Do this right away. If you wait a couple of weeks after starting, it might seem less sincere — at that point, they could figure that you’re only doing it because you’ve seen that their dislike of you is causing problems for you. Frankly, it still might not seem totally sincere (it might seem like you’re only apologizing because you kind of need to now that you’re coming back), but hopefully they’ll see over time that you do indeed mean it.


4. How can I avoid a boorish coworker on my bus route?

I share the same bus route with a coworker for roughly an hour long journey in. We used to work in the same department, though I now work in a different area of the company. I don’t like this person, though he is entirely unaware of this. I find him extremely boorish: he mansplains, constantly turns the conversation onto himself, and feels compelling to offer unsolicited career advice that is either dubious or incredibly obvious. Conversation with him is a chore, and I like my commutes to be spent alone, listening to music and either reading or playing a handheld video game. When I’m not able to do this, it starts my day off with on a sour note.

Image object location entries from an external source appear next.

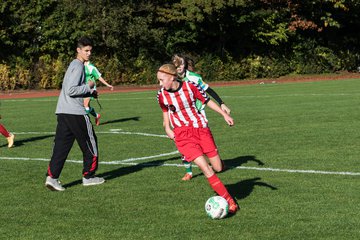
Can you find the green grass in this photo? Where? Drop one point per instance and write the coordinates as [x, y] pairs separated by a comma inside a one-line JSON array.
[[299, 126]]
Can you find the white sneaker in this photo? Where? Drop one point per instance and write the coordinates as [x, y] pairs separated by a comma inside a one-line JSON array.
[[53, 184], [93, 181]]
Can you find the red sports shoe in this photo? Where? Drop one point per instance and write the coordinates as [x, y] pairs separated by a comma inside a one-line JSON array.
[[232, 206], [97, 119], [187, 177]]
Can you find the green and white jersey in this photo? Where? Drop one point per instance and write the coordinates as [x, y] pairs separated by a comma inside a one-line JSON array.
[[91, 73], [196, 78]]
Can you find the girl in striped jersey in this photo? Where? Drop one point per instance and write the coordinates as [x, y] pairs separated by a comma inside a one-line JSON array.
[[188, 127], [186, 72]]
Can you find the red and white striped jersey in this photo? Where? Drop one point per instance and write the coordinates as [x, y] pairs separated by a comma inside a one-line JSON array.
[[180, 105]]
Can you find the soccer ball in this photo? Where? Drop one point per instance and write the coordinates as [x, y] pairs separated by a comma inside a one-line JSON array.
[[216, 207]]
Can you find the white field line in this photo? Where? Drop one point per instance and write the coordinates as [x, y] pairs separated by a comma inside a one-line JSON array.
[[149, 98], [112, 131], [131, 161]]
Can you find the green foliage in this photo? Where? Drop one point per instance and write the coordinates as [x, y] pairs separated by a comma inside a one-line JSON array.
[[285, 137], [309, 57], [49, 72]]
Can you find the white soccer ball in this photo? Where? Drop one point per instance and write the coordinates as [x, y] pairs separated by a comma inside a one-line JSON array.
[[216, 207]]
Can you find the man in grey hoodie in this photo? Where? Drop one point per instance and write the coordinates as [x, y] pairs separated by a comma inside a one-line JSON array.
[[73, 123]]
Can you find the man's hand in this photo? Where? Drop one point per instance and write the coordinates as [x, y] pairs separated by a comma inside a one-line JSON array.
[[94, 94]]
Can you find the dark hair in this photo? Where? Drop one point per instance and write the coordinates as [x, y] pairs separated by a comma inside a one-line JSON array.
[[83, 42]]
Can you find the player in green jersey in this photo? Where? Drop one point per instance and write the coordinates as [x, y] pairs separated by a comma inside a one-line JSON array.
[[183, 66], [93, 74]]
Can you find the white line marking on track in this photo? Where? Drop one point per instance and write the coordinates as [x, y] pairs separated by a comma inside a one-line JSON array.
[[131, 161]]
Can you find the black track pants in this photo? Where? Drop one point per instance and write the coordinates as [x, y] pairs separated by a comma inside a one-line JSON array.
[[71, 128]]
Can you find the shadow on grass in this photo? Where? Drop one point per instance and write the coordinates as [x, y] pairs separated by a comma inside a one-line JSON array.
[[121, 171], [244, 188], [19, 143], [121, 120]]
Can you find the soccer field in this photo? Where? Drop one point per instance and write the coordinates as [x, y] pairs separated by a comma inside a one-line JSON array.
[[293, 158]]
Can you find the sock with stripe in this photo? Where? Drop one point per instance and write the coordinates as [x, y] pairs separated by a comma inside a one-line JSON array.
[[219, 187]]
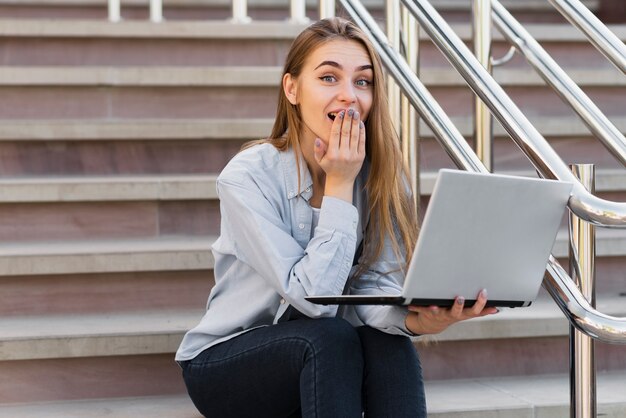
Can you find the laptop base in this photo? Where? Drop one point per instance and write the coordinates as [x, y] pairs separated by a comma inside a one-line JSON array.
[[399, 300]]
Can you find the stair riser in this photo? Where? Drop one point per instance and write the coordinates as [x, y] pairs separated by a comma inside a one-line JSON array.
[[509, 357], [133, 12], [91, 293], [132, 102], [142, 52], [180, 156], [171, 12], [85, 378], [106, 220], [117, 157], [97, 293], [89, 51], [242, 102]]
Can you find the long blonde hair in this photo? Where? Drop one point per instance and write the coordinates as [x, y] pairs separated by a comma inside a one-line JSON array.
[[392, 211]]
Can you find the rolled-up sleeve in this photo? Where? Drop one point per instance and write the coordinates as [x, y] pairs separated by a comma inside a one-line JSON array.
[[263, 239], [384, 277]]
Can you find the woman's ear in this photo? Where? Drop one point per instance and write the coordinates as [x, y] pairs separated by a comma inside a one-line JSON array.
[[290, 87]]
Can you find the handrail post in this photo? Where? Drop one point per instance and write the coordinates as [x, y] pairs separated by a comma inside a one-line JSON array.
[[156, 11], [298, 11], [582, 269], [115, 14], [410, 120], [327, 8], [240, 12], [392, 12], [483, 121]]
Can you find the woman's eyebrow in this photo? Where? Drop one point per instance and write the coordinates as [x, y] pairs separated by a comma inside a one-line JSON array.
[[339, 66]]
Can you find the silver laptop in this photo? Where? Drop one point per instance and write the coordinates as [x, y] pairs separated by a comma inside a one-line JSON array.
[[480, 231]]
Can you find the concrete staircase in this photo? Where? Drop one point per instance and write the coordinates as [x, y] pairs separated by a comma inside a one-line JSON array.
[[111, 136]]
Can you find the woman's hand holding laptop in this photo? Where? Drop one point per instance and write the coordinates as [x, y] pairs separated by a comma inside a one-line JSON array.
[[433, 319]]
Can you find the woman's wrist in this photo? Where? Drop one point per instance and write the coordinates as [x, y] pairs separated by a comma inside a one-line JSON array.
[[340, 189]]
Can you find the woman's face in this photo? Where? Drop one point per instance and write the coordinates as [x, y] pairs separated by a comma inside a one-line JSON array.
[[338, 75]]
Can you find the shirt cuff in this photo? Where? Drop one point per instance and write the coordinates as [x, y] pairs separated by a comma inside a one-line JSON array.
[[337, 214]]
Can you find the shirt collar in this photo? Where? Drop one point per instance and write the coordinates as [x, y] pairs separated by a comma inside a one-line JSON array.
[[288, 160]]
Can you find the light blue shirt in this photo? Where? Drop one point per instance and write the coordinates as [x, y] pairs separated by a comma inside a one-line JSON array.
[[268, 259]]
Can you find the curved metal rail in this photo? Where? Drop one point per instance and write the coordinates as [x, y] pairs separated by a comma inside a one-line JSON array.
[[562, 288], [552, 73], [588, 207], [599, 35]]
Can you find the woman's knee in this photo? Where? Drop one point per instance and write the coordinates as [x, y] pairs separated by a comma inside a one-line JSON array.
[[332, 334]]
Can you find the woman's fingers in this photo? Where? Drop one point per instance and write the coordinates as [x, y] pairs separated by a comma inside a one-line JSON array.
[[481, 301], [346, 129], [361, 146], [354, 132]]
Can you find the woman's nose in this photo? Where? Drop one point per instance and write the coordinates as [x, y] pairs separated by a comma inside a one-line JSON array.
[[347, 93]]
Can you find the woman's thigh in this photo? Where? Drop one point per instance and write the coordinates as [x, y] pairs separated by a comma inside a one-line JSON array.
[[315, 365], [392, 384]]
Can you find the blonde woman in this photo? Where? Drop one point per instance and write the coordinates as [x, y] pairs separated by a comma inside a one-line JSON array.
[[321, 207]]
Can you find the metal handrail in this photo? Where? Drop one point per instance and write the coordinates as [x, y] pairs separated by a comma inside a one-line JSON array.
[[554, 75], [588, 207], [556, 281], [598, 34]]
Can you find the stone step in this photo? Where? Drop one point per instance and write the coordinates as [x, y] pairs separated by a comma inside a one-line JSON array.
[[509, 343], [51, 336], [107, 208], [94, 335], [187, 187], [227, 128], [257, 76], [175, 254], [191, 146], [102, 293], [175, 43], [106, 256], [200, 93], [107, 188], [526, 396]]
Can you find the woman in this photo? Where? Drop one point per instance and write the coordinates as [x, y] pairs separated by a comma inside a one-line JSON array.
[[321, 207]]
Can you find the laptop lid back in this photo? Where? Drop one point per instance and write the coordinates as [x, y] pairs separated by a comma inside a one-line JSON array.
[[486, 231]]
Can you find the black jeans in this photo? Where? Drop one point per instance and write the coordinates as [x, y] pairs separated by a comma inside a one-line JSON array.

This is complicated though by the fact that we share a circle of friends who like him for some reason, so I’m not able to freeze him out without making things very awkward elsewhere. I’ve tried shifting my commute times around, sometimes significantly, but like a bad penny, he always reappears. Is there any reasonably polite way to rebuff him and take back my alone time? Or should I just grin and bear it?

No, don’t grin and bear it! It’s reasonable to simply explain that you prefer to use your commute time for other things. You just need to be willing to be assertive about saying, “I’m going to read now” or “I’ve started listening to podcasts on my way in so can’t chat” or “I like to zone out/decompress on my commute, so I’ll see you at work!”